I do not hesitate to criticize problems in the United States, such as systemic racism and a gun fetish. The American government has the power to allocate trillions of dollars, enact laws, declare wars and push the nuclear button. But sometimes people in power prioritize personal benefit over principled public interest. For example, they prioritize gun lobby money over citizens’ lives and public safety, or they support Trump’s efforts to overthrow democracy. The fight for human rights and freedom will be long and hard for both China and the United States. As Aldous Huxley put it: “Eternal vigilance is not only the price of liberty; eternal vigilance is the price of human decency.”



What should the world learn from the rise of dictatorial China?


Only 17 days after the Tiananmen Massacre, President George H.W. Bush sent a secret good-will letter to Deng Xiaoping, “The Butcher of Beijing” who ordered the mass killing. Bush then dispatched his National Security Adviser Brent Scowcroft on a secret mission to meet with Deng.
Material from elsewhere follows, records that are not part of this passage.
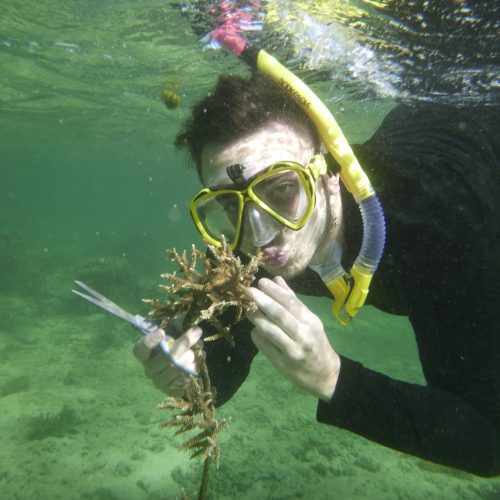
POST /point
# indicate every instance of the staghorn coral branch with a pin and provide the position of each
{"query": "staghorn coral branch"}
(203, 289)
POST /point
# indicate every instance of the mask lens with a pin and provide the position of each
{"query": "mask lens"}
(284, 193)
(219, 215)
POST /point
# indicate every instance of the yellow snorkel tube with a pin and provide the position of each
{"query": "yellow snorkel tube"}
(349, 289)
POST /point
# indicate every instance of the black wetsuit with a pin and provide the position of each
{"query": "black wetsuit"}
(436, 170)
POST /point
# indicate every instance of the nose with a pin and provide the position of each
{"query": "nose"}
(264, 228)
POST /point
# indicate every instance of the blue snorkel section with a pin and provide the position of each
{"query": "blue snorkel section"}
(349, 289)
(373, 243)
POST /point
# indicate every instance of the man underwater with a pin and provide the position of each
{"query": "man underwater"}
(436, 171)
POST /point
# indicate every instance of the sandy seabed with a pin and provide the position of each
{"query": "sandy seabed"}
(79, 420)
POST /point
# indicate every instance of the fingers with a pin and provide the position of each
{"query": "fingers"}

By 1991, the West had eased or eliminated many of the Tiananmen-related sanctions placed on China. Human rights were decoupled from trade. In the ensuing decades of increased foreign engagement and investment, China became the world’s second largest economy. But its human rights situation did not improve, it deteriorated. To think that economic liberalization would bring liberal democracy to China was delusional. Both the naïveté and greed of the free world made the situation worse. The Communist Chinese regime is now the most serious global threat to freedom.



For Western countries, what is the alternative to engaging with China? Can the West craft a strategy toward China that makes progress on values like human rights while protecting economic interests, or is that impossible?


Unprincipled engagement with an autocratic regime is appeasement. It has contributed to China’s techno totalitarianism and international aggressiveness. Western leaders fear criticizing Beijing for its human rights abuses. Western technology corporations help facilitate China’s censorship and surveillance systems. The Chinese government increasingly uses economic coercion, and it repeatedly works. By allowing Beijing to host the Olympic Games, not once but twice, the world gave the Communist Party what it desires more than anything: an endorsement of its legitimacy.


Human rights should not be decoupled from trade, or from other pressing issues like climate change, counter-terrorism or nuclear proliferation. The Chinese government has manipulated these issues and blackmailed the world for too long. This can no longer be tolerated. The free world continues to squander the political, economic, and technical leverage it holds over China.


Many people have lost the political imagination to envision a free China. But the Communist Party cannot rule China forever. It matters a lot whether our China policy includes a vision of promoting democratization. “The world cannot be safe until China changes,” President Nixon said. China has changed, but for the worse. Helping the Chinese people achieve constitutional democracy is not only politically desirable, but also in the economic interest of the rest of the world. To be more confrontational with the Communist Party, and more unyielding on human rights, might result in short-term pain on the economic and diplomatic fronts, but it is our moral obligation, and it is in our long-term interest, too.